Aspirin, or more specifically salicylates, are also a cause of anion gap metabolic acidosis in overdose. In adults, salicylate toxicity commonly causes a mixed acid-base disorder with a high anion gap metabolic acidosis and a respiratory alkalosis. The respiratory alkalosis is due to dose dependent direct stimulation of the respiratory center causing hyperventilation. This is more commonly found in adults than children. The metabolic acidosis is a result of uncoupling of oxidative phosphorylation and dysfunction at the cellular level.

Management of salicilyate toxicity should always first include stabilization and resuscitation. This often includes intubation for airway protection in obtunded patients as well as for ventilation management. Activated charcoal may be considered if ingestion was recent and/or there is large residual aspirin within the stomach, but it is unlikely to be helpful at this patient’s stage.

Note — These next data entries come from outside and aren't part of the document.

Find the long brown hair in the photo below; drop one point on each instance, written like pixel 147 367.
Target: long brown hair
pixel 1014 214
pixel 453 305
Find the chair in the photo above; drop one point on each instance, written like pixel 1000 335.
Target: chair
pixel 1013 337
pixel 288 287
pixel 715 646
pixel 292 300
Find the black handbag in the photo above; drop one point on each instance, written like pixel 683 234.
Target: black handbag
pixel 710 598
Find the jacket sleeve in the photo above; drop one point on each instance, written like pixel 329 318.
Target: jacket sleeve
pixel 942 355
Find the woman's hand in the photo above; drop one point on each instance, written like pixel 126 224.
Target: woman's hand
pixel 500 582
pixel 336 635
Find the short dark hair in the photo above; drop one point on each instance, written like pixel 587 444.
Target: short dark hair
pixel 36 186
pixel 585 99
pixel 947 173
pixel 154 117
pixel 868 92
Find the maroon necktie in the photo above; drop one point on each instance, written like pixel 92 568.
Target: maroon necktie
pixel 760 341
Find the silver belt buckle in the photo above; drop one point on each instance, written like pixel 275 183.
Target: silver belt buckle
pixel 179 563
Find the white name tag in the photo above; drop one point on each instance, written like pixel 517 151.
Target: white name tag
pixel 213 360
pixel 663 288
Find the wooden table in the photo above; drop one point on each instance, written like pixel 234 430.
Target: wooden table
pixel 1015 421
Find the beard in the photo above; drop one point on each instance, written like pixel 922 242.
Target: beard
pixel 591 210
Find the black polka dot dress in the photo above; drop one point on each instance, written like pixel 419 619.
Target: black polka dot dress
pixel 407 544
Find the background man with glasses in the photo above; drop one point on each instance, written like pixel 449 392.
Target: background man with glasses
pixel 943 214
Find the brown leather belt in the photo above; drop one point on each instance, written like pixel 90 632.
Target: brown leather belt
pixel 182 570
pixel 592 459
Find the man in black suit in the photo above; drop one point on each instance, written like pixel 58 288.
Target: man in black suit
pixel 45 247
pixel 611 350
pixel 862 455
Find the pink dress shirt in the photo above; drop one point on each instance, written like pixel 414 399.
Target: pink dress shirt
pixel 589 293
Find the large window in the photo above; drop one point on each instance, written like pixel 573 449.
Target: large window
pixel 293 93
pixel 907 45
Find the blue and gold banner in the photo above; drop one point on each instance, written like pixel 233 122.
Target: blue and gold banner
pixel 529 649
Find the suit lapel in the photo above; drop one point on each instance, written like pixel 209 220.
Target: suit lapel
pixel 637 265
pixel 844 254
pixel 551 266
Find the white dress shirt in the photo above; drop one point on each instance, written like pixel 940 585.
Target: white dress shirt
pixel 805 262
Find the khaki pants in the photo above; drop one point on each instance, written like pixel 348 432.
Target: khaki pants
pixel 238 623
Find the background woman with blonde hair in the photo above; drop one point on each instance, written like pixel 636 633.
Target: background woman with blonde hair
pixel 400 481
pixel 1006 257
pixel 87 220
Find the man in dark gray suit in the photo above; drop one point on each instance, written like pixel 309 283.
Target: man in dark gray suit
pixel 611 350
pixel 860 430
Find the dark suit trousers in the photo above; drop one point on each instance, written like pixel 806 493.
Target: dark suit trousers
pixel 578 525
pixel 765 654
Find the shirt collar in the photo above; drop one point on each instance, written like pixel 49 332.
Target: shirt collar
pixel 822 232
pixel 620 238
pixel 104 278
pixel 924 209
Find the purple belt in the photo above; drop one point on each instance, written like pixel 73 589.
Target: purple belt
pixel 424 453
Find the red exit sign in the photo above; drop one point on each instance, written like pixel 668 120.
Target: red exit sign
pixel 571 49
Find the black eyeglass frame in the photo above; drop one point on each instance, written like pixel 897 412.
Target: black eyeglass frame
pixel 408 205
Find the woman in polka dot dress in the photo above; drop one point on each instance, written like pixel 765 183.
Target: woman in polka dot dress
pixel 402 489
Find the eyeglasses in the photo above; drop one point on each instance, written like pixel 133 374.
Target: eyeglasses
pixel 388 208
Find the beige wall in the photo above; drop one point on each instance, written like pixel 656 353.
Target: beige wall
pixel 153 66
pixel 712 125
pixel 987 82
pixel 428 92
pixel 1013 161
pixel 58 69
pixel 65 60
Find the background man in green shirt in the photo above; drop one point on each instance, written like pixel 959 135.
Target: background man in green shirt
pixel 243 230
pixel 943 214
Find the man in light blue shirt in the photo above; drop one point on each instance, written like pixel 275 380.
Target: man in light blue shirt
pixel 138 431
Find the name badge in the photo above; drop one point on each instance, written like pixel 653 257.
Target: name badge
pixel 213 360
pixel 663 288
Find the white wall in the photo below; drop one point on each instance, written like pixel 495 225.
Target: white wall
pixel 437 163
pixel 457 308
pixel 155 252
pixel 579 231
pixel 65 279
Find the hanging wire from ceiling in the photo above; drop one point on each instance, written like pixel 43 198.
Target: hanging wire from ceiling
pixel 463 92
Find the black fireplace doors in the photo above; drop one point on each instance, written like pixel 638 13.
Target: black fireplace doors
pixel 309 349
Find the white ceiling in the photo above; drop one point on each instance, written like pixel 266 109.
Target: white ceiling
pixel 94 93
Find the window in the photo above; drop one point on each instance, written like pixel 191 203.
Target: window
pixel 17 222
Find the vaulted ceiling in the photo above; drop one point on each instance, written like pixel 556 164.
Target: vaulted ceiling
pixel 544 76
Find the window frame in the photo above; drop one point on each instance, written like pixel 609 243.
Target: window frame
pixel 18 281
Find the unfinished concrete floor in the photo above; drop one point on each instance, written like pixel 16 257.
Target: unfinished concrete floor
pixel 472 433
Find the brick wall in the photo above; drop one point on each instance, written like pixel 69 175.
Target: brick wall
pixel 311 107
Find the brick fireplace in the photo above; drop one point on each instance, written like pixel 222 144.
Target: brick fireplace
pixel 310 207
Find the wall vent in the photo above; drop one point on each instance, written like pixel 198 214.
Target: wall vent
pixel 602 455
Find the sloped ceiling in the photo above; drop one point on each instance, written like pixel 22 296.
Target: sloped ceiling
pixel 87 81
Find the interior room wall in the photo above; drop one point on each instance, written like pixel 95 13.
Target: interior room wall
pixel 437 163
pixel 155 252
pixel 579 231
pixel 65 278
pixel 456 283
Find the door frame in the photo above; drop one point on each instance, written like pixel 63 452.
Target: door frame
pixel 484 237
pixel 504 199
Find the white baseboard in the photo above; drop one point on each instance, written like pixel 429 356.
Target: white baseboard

The mainstays of salicylate removal include augmentation of urinary excretion or hemodialysis. Urinary excretion can be increased by alkalinization of the urine (click here for more from Proudfoot et al. on urine alkalinization), which is often achieved via IV sodium bicarbonate (while repleting potassium to avoid hypokalemia!). Indications for hemodialysis include resistant metabolic acidosis, renal failure, severe clinical decompensation, or salicylate level > 700mg/L. Take a look at Pearlman et al. for a clinical review of salicylate intoxication.